The method – known as viral immunotherapy – works by launching a two-pronged attack on cancer cells. The virus is genetically modified so that it can’t replicate in healthy cells – meaning it homes in on cancer cells.

It multiplies inside the cancer cells, bursting them from within. At the same time, other genetic modifications to the virus mean it stimulates the body’s own immune response to attack and destroy tumours.

Other forms of immunotherapy – the stimulation of the body’s own immune system to fight cancer – using antibodies rather viruses, have been developed into successful drugs. It is hoped that T-VEC could be used in combination with these.

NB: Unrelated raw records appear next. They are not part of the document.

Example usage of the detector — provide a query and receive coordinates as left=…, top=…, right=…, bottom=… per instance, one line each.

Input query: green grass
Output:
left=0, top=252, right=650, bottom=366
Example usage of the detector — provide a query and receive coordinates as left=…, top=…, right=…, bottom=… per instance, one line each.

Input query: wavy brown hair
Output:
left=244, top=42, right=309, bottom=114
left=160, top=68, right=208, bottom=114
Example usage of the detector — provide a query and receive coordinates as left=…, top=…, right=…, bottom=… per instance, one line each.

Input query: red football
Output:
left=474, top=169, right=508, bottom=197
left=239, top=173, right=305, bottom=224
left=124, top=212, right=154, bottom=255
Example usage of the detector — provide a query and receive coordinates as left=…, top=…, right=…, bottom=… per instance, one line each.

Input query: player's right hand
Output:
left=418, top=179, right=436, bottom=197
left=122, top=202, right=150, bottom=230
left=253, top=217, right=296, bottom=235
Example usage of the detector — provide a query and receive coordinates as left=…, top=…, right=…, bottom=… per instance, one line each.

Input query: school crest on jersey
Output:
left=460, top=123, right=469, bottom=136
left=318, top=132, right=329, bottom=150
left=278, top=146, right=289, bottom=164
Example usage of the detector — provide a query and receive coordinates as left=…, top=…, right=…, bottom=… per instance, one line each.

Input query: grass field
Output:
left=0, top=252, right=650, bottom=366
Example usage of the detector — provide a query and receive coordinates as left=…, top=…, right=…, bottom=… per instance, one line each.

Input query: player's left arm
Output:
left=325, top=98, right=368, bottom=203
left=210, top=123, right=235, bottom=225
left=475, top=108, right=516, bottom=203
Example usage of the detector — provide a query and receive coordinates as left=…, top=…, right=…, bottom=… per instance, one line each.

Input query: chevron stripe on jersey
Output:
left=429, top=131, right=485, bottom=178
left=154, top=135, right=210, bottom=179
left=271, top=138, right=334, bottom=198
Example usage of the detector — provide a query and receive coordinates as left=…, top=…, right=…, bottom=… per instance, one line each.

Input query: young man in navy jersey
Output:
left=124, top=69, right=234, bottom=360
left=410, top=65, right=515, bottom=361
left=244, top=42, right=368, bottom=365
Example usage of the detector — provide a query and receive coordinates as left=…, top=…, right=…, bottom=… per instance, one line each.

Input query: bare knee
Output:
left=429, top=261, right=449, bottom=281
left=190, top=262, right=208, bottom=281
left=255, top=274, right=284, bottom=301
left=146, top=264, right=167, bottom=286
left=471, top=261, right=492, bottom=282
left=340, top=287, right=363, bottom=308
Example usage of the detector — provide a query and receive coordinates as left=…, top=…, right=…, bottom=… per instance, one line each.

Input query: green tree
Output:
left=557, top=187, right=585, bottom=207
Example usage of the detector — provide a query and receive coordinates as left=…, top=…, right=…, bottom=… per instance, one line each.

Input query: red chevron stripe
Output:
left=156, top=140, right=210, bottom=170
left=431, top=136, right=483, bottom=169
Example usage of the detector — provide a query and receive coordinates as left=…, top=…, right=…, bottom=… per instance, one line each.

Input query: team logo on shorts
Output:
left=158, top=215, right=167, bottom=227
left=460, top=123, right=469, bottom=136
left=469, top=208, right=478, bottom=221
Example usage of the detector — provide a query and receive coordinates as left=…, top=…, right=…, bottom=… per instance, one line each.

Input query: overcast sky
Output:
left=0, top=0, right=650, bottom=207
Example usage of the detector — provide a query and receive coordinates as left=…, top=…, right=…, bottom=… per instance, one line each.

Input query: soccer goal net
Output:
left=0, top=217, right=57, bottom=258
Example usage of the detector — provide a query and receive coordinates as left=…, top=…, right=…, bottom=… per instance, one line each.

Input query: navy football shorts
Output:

Findings from trials of T-VEC, which is manufactured by the American pharmaceutical company Amgen, have already been submitted to drugs regulators in Europe and the USA. Viral immunotherapies are also being investigated for use against advanced head and neck cancers, bladder cancers and liver cancers.

Kevin Harrington, UK trial leader and professor of biological cancer therapies at the ICR and an honorary consultant at the Royal Marsden, said he hoped the treatment could be available for routine use within a year in many countries, although it would need to pass the UK’s own regulatory approval before it could be prescribed here. “I hope, having worked for two decades in this field, that it really is the start of something really exciting,” said Professor Harrington. “We hope this is the first of a wave of indications for these sorts of [cancer fighting] agents that we will see coming through in the next decade or so.”

Professor Paul Workman, chief executive of the ICR said: “We may normally think of viruses as the enemies of mankind, but it’s their very ability to specifically infect and kill human cells that can make them such promising cancer treatments.”

The study, which is published in the Journal of Clinical Oncology, included 436 patients, all of whom had aggressive, inoperable malignant melanoma. More than 16 per cent of patients were responding to treatment after six months, compared to 2.1 per cent who were given a control treatment. Some patients were still responding to treatment after three years.